Hessens Umweltministerin Priska Hinz hat acht Mitglieder der Grubenwehr für ihr langjähriges Engagement mit dem Grubenwehrehrenzeichen ausgezeichnet. „Bergmann zu sein und Untertage zu arbeiten, ist ein risikoreicher Job. Im Ernstfall ist auch unter Tage eine Art Feuerwehr vorzuhalten – dies ist die Grubenwehr. Die Bergmänner, die sich neben ihrem beruflichen Alltag auch bereiterklären, sich ehrenamtlich in der Grubenwehr zu engagieren, verdienen ganz besonderen Respekt. Daher freue ich mich, dass ich acht Bergmännern heute das Grubenwehrehrenzeichen überreichen darf“, erklärte Ministerin Priska Hinz im Rahmen einer Feierstunde in der Hessischen Staatskanzlei.

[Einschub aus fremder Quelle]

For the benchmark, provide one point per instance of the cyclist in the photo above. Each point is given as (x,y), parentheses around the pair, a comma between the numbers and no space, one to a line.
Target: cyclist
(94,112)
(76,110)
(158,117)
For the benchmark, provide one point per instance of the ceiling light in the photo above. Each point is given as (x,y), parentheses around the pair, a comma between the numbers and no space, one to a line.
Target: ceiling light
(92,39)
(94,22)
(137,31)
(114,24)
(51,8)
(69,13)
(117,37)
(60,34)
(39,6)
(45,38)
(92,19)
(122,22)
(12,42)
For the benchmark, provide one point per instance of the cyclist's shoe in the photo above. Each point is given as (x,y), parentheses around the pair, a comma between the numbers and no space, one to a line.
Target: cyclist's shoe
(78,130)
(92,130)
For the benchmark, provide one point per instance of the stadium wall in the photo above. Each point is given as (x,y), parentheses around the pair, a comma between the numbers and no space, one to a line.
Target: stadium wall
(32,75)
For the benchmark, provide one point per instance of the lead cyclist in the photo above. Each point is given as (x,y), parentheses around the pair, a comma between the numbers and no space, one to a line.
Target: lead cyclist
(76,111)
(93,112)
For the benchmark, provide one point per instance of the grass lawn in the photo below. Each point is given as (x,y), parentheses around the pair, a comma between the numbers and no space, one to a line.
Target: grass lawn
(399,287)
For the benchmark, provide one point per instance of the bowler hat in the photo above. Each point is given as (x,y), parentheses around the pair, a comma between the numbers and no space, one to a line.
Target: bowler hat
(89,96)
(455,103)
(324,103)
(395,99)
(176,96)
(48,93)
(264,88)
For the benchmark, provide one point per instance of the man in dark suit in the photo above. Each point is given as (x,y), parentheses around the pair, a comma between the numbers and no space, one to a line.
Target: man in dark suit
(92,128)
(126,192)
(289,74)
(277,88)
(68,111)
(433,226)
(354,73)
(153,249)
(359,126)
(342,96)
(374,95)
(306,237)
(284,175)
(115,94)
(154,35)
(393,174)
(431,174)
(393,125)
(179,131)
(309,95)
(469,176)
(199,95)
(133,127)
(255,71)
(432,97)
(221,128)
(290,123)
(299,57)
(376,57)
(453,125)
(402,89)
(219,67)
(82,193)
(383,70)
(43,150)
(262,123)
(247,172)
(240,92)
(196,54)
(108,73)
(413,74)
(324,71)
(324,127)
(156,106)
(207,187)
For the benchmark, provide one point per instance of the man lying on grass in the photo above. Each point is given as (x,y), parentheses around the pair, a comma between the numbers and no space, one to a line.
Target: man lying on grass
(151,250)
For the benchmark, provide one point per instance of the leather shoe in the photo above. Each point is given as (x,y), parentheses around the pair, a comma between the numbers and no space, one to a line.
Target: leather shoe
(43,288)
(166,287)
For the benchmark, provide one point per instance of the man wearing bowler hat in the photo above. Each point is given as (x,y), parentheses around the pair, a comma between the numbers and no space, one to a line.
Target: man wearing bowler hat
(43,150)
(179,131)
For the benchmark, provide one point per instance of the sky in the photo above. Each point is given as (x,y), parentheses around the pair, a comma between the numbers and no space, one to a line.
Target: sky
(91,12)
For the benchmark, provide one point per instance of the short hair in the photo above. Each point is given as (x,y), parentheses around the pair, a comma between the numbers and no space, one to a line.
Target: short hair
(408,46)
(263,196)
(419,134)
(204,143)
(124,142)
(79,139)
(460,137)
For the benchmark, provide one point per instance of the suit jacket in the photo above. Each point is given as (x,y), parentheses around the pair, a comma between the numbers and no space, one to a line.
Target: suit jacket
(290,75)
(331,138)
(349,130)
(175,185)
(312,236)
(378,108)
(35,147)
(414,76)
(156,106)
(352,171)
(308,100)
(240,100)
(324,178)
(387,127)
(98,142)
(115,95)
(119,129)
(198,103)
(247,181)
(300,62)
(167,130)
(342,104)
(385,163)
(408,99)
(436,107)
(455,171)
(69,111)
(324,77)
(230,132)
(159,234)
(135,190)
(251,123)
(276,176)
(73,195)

Mit dem Orden werden Bergleute geehrt, die sich entsprechend lange in der Grubenwehr engagiert haben oder auch besondere Verdienste um das Grubenrettungswesen erworben haben. Die Mitglieder sind für Notfälle in den Bergwerken gerüstet und in der Lage, schnell und effizient die notwendige Hilfe zu leisten. „Jeder Einsatz einer Grubenwehr, ob Übung oder Ernstfall, ist mit körperlichen und psychischen Herausforderungen verbunden. Denn nur das langjährige, intensive und harte Training garantiert professionelle Rettungsarbeit im Unglücksfall. Ihre Kumpel müssen sich im Ernstfall auf ihr Können und ihren Einsatz verlassen können“, machte die Ministerin deutlich.

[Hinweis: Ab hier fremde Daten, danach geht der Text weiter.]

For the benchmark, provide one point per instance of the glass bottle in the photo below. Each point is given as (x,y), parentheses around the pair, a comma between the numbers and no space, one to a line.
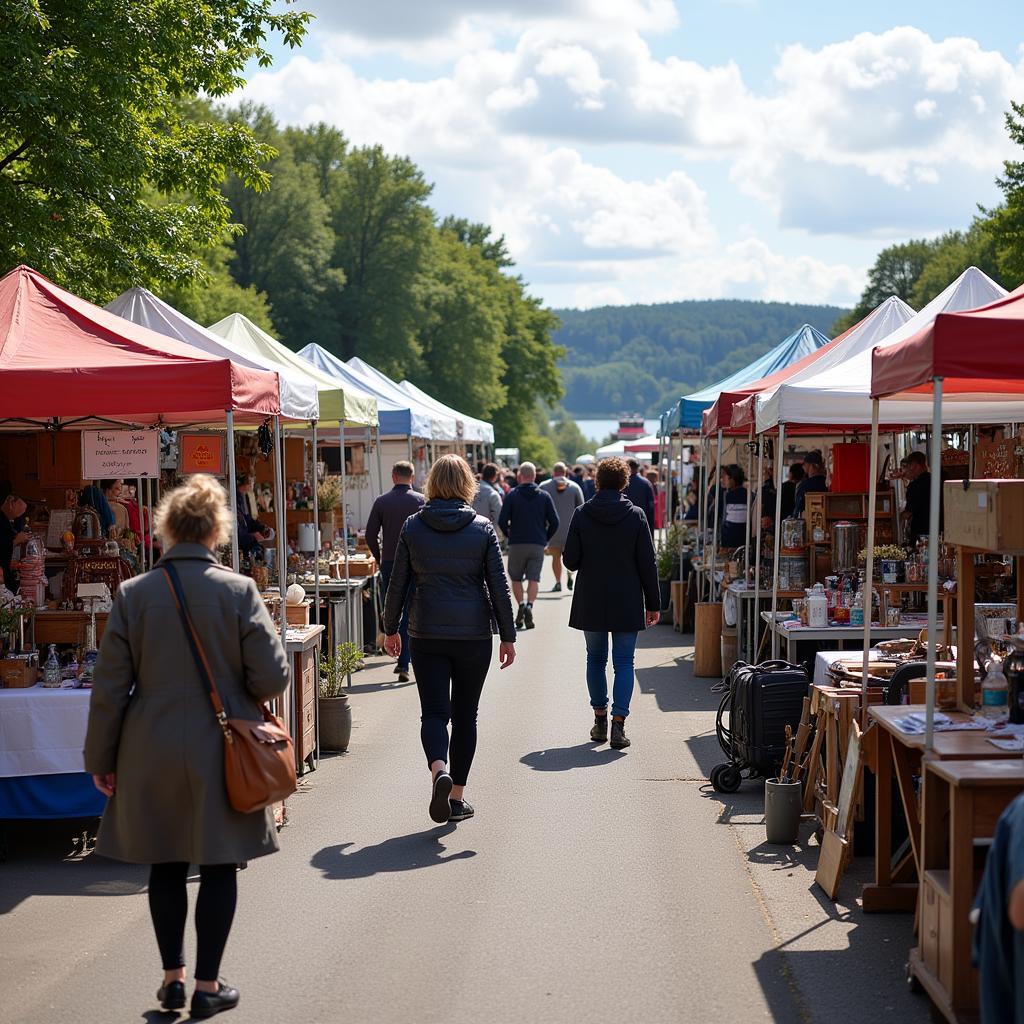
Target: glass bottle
(857,608)
(994,693)
(51,670)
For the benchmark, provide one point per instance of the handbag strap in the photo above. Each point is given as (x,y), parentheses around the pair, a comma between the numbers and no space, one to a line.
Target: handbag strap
(174,583)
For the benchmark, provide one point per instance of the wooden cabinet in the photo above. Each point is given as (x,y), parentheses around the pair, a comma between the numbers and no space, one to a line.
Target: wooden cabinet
(303,654)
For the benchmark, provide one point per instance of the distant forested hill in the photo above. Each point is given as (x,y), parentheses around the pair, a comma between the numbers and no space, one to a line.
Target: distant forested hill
(642,358)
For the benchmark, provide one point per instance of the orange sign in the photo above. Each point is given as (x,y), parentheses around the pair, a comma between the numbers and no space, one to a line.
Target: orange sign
(201,453)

Das Grubenwehrehrenzeichen in Silber, für 15 jährige Mitgliedschaft in der Grubenwehr der Bergwerks K+S Werra erhielten: Holger Ries, Thomas Herget, Sascha Häner, Rigo Wildförster, Thomas Ruckel und Arno Leinweber. Herr Leinweber ist im K+S Werk Neuhof beschäftigt und engagiert sich in der dortigen Grubenwehr. Für ihr 20 jähriges Engagement in der Grubenwehr des K+S Werks Werra wurden Thomas Schneider und Rainer Hildebrandt mit dem Grubenwehrehrenzeichen in Gold ausgezeichnet.

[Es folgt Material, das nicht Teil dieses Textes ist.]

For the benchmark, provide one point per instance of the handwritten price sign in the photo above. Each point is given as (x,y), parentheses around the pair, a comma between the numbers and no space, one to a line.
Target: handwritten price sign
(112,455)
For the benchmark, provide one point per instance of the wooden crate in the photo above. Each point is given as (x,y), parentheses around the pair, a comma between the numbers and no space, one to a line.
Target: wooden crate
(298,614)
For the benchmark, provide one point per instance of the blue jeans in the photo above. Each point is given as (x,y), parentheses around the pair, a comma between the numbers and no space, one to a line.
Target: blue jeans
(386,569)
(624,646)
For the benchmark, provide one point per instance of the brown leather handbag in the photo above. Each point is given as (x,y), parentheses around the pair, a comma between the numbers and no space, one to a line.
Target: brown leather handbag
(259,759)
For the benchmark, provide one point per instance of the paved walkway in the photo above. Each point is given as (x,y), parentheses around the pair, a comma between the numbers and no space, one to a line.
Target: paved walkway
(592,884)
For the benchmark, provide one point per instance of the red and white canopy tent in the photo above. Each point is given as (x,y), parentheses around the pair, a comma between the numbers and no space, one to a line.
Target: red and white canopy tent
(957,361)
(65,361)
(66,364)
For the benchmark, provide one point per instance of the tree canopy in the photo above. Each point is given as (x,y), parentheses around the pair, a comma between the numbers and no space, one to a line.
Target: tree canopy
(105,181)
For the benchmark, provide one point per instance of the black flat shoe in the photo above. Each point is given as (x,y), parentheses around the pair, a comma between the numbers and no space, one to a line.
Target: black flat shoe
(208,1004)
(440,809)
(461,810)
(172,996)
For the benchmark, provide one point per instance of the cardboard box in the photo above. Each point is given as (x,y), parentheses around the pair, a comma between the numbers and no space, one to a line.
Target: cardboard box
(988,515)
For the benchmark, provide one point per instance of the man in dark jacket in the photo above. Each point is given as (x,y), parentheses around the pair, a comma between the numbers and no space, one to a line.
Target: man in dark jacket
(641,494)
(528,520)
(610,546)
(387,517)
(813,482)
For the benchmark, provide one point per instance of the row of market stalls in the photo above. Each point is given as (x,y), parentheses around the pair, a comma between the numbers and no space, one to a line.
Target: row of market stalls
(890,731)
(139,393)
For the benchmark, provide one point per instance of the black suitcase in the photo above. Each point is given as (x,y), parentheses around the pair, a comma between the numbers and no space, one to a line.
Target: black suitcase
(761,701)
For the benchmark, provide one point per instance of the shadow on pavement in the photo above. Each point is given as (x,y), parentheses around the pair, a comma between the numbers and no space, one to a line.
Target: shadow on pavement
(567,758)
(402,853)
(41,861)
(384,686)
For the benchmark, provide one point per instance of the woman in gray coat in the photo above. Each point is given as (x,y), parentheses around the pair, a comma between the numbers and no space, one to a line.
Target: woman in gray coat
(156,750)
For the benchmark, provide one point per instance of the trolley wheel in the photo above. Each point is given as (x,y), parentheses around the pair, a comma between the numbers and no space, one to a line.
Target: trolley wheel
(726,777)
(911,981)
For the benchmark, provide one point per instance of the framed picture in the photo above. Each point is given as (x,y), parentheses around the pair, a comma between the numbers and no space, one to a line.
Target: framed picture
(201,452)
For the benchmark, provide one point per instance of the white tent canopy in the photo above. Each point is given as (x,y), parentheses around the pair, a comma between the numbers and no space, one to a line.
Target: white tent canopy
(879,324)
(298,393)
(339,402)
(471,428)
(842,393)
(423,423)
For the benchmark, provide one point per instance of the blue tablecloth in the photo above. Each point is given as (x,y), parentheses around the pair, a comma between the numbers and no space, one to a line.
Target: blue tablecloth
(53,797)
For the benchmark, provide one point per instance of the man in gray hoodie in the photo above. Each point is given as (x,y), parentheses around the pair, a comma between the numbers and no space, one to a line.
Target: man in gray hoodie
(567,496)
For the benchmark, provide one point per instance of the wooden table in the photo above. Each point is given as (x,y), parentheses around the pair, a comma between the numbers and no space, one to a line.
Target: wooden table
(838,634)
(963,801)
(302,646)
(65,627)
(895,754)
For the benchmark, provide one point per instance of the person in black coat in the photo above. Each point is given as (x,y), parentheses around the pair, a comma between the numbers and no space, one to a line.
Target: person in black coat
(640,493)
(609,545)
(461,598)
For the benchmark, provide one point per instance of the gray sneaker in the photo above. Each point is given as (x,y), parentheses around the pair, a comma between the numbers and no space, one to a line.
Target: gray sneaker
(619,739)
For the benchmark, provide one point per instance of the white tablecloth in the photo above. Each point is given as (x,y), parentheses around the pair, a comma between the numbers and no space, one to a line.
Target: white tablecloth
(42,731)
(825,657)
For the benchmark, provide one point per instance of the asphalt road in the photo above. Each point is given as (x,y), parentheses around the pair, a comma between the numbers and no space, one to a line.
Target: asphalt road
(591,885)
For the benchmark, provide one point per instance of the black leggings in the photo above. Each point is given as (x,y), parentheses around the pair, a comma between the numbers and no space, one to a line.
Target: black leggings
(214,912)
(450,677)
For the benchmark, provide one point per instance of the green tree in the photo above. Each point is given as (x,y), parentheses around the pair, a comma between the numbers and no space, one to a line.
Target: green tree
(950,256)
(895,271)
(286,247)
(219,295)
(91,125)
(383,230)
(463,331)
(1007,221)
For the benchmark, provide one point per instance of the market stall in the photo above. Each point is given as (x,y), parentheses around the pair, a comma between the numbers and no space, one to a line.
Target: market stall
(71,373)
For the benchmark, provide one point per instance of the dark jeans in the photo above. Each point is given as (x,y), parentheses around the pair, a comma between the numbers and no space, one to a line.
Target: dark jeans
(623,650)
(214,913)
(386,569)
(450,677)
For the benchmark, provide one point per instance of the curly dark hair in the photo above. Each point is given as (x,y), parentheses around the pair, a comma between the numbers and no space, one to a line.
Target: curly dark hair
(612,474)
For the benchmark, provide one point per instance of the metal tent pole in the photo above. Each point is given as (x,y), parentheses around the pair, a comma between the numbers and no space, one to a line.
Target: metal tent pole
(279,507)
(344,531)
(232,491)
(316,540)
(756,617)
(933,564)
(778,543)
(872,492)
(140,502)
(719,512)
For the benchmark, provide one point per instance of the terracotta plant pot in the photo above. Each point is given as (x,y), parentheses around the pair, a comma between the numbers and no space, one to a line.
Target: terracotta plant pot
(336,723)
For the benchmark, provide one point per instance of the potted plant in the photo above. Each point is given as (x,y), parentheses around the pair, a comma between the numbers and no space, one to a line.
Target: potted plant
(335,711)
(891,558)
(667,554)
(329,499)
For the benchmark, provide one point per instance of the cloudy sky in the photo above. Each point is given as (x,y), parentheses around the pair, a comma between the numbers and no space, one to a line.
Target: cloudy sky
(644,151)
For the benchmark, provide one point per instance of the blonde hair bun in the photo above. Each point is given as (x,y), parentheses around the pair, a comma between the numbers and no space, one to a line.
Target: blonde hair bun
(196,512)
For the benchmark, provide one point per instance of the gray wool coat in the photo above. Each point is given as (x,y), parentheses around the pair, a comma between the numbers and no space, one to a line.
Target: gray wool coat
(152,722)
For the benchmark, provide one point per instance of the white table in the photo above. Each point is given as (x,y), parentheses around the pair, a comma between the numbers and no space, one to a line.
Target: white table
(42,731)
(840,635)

Das Grubenwehrehrenzeichen wurde 1953 vom damaligen Bundespräsidenten Theodor Heuss gestiftet und nimmt unter den Auszeichnungen des Bundes eine Sonderstellung ein, denn es ist als einzige Auszeichnung, nur einem Berufsstand vorbehalten.

Bundesweite Bekanntheit erlangten Grubenwehren erstmalig durch das Grubenunglück in der saarländischen Zeche Luisenthal 1962, bei der 299 Bergleute ums Leben kamen. In Hessen ist vor allem das Grubenunglück bei Borken aus dem Jahr 1988 bekannt, bei dem 57 Bergleute durch eine Kohlenstaubexplosion starben. „Mit Glück, aber auch durch immer besser werdende Abbautechniken ist Hessen seit dem Borkener Grubenunglück von größeren und kleineren Unglücken unter Tage weitestgehend verschont geblieben. Die kleineren Einsätze an der Werra zeigen aber auch, dass man sich auf die Grubenwehr der Werke Neuhof und Werra verlassen kann. Ich danke Ihnen für ihre Einsatzbereitschaft wünsche weiterhin ‚Glückauf‘“, so Ministerin Priska Hinz abschließend.